Department of Surgery Institute of Digestive Disease Department of Medicine and Therapeutics Department of Anatomical and Cellular Pathology, The Chinese University of Hong Kong, Hong Kong SAR, China.
BACKGROUND: Liver fibrosis and cirrhosis are well-known risk factors for morbidity after hepatectomy. Liver stiffness measurement (LSM) using transient elastography is a new method for detection of hepatic fibrosis and cirrhosis with high accuracy. Whether LSM can predict posthepatectomy outcomes has not been studied.
METHODS: This was a prospective cohort study in which consecutive patients underwent hepatectomy for various indications from February 2010 to July 2011. All patients received detailed preoperative assessments including LSM and indocyanine green (ICG) clearance test. The primary outcome was major postoperative complication.
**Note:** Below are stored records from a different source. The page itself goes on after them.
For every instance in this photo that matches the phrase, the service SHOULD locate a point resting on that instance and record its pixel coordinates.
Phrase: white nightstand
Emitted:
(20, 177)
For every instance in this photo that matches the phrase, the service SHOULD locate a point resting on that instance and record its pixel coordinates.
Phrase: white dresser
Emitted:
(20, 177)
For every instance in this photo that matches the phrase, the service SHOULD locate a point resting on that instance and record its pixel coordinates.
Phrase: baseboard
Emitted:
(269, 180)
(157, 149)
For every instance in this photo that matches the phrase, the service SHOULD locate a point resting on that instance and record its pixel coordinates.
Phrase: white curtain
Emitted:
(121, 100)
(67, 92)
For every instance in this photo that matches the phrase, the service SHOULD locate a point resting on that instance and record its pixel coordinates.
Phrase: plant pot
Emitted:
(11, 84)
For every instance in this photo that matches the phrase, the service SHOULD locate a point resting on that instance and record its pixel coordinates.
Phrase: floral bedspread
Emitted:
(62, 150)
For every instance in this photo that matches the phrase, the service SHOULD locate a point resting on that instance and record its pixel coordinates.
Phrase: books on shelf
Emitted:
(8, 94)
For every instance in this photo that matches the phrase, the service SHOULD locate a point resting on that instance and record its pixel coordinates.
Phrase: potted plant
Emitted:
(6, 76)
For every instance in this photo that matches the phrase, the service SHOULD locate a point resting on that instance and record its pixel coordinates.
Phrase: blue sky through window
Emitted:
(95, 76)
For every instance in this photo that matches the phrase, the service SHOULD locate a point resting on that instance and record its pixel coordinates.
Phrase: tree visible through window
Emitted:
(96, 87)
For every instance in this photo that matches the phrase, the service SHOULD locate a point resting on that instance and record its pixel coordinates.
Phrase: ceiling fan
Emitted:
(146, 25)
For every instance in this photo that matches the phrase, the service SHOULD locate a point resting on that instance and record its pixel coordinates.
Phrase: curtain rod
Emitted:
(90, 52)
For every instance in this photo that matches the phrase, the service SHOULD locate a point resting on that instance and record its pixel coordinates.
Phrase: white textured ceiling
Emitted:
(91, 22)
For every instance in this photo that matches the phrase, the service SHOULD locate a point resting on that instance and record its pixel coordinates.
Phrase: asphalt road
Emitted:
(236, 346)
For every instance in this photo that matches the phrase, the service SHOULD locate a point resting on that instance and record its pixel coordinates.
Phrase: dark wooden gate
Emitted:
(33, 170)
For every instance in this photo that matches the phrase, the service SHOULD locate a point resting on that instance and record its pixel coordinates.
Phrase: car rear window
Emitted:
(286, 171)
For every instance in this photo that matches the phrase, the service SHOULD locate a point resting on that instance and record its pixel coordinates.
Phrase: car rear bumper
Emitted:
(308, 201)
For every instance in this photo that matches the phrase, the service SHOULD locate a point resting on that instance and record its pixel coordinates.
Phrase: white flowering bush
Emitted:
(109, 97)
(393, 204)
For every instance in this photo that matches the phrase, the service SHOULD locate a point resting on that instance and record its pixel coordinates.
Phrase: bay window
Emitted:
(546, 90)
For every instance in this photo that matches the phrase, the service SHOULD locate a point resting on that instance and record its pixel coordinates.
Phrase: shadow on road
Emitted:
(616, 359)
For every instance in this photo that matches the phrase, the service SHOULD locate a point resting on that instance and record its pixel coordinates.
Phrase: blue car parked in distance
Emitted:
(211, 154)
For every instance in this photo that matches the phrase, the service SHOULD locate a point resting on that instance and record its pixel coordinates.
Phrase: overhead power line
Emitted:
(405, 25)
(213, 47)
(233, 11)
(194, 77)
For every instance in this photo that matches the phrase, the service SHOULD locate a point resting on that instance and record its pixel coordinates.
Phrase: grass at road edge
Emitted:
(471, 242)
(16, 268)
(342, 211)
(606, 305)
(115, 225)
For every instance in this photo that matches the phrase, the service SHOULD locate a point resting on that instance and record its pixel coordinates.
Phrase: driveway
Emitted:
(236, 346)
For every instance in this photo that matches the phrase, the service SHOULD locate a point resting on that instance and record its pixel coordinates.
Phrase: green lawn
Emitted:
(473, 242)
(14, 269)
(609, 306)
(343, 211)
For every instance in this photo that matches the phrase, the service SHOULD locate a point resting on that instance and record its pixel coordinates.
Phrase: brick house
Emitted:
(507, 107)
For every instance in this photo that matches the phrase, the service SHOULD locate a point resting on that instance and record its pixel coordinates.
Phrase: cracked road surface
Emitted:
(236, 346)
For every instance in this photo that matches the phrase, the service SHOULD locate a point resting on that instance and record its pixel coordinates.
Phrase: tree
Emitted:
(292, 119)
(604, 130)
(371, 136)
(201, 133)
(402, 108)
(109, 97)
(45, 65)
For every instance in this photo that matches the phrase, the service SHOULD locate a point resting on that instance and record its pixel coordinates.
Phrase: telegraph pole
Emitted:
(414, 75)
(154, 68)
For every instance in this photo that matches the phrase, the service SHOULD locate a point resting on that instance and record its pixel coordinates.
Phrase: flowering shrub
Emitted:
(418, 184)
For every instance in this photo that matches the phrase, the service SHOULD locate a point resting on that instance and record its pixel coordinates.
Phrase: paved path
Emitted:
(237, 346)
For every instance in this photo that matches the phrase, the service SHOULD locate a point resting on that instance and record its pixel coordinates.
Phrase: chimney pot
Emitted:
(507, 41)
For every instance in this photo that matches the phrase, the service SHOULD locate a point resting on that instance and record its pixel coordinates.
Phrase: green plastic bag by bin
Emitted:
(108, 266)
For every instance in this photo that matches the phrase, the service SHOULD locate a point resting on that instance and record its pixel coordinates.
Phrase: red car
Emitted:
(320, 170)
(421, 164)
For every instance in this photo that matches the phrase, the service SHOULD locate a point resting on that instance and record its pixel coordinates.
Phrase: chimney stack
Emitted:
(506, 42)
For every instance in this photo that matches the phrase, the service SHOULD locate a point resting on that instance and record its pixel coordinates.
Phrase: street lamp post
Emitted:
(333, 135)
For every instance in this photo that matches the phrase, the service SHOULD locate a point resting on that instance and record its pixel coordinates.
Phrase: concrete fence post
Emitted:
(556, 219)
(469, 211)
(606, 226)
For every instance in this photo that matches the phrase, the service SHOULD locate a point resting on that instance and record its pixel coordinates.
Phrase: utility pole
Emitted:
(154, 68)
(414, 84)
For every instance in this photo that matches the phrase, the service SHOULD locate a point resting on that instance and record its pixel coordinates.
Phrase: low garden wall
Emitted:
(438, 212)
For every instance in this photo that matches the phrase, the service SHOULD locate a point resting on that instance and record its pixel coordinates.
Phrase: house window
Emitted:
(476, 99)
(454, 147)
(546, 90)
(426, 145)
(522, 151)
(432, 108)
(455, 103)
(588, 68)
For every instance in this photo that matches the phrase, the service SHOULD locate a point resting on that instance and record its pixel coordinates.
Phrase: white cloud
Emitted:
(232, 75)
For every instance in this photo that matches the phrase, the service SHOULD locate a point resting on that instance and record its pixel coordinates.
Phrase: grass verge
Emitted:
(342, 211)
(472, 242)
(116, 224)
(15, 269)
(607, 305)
RESULTS: One hundred five patients with a mean age of 59 years were included; 75 (71.4%) had chronic viral hepatitis and 76 (72.4%) had hepatocellular carcinoma. Thirty-four patients (32.4%) received major hepatectomy. The median ICG retention rate at 15 minutes was 4.2 (0.1%-32%) and the median LSM was 9.4 (3.3-75 kPa). For posthepatectomy outcomes, only LSM but not ICG showed significant correlation with major postoperative complications on receiver operating characteristic curves, with area under the curve of 0.79 (P < 0.001). Using the calculated cutoff at 12.0 kPa, LSM had sensitivity of 85.7% and specificity of 71.8% in the prediction of major postoperative complications. It was also an independent prognostic factor for major postoperative complications by multivariate analysis. The operative blood loss and transfusion rate were also significantly higher in patients with LSM >12.0 kPa.
CONCLUSIONS: High LSM (>12.0 kPa) predicted worse posthepatectomy outcomes. Preoperative LSM was better than ICG test in the prediction of major postoperative complications. It was a useful preoperative investigation for risk stratification before hepatectomy.